Verbal (oral) scripts and record of verbal (oral) consent
The Information Commissioner’s Office’s (ICO) guidance on consent confirms that answering yes to a clear oral consent request is an unambiguous indication of consent by affirmative action.
However, there is also a requirement that organisations must be able to demonstrate that an individual has consented to the processing of their personal data.
Risk and Insurance
It is a requirement that at least an initial assessment of risk be undertaken for all research and if necessary a more detailed risk assessment be carried out. Please contact the Health & Safety Office (firstname.lastname@example.org) for advice on risk assessments and/or how to complete it.
Ethical approval MUST be obtained before any research involving human participants is undertaken. Failure to do so may result in disciplinary procedures being instigated, and you will not be covered by City’s indemnity if you do not have approval in place. It may also result in the degree not being awarded or the data not being published in a peer review journal.
If your research involves any of the following:
- Children under the age of 5 years;
- Clinical trials / intervention testing;
- Over 500 participants (including online surveys);
- Specifically recruiting pregnant women or women in labour; and/or
- Excluding information collected via questionnaires (either paper based or online), any part of the research is taking place outside the UK
you will need to check that City’s insurance will cover your research. You should do this by submitting your application with any accompanying documents to email@example.com before you start collecting data.
The Office for Human Research Protections collates a list annually with listing of over 1,000 laws, regulations, and guidelines on human subjects protections in over 100 countries and from several international organisations; a list is available here.
When organising meetings and interviews both on and off site, think about your personal safety. Try to conduct these in public places and within office hours as much as possible. If interviewing offsite, go to interviews in pairs, if possible. If not then it becomes essential that you consider personal safety.
If your research will take place in a place or at a time that could potentially put you at risk (e.g. research taking place in a participant homes) you will need to provide information to the research ethics committee reviewing your study about what steps you are taking to ensure your personal safety. It is recommended that you review the institutional lone working procedure and follow the outlined procedure.
Opt-in consent is City’s preferred approach. Opt-out is problematic where no response is assumed as opt-out as this approach does not reflect a conscious decision by those invited to accept or decline an invitation to participate in research. Requests for opt-out consent will only be considered in exceptional cases and a full explanation should be provided.
Opt-out consent will not be approved if consent is the lawful basis for processing personal data/special category data under GDPR.
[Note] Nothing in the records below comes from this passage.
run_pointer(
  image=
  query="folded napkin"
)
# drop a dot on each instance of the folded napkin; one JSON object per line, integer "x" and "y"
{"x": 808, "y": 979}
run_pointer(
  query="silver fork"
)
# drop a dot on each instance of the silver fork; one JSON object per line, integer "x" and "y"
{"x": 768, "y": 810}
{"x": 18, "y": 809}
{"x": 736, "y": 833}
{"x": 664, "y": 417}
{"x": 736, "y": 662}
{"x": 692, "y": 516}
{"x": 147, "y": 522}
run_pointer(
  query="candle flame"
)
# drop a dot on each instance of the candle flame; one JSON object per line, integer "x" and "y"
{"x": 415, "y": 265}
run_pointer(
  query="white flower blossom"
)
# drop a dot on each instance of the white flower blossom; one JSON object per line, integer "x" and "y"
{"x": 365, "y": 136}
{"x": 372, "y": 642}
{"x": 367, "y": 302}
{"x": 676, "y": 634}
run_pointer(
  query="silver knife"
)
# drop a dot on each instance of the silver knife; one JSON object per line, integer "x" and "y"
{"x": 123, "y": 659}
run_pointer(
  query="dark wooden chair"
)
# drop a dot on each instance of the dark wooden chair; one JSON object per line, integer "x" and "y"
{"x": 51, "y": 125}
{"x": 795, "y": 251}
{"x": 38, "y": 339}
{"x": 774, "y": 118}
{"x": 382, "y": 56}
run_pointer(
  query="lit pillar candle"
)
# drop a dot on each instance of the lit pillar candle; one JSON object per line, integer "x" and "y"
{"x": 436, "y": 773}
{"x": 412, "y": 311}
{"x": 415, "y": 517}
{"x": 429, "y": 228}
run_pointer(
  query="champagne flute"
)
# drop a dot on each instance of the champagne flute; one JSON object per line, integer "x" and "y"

Please contact the Information Compliance Team at firstname.lastname@example.org before you submit your research ethics application if you propose to use opt out consent, so they can work with you to consider the lawful basis for processing that is appropriate for your research and advise on additional safeguards that protects the rights of the research participants. This is particularly important for any research with children including research conducted in schools and vulnerable adults.
Staff and students undertaking research that involves children or vulnerable adults need to ensure they comply with City’s Safeguarding policy https://www.city.ac.uk/_media/intranet-site/documents/prevent/Safeguarding-at-City-April-2017_FINAL.pdf as well as the relevant legislation. They are also required to obtain a Disclosure and Barring (DBS) enhanced disclosure check. Further guidance on DBS checks is available from Human Resources who will undertake checks for staff.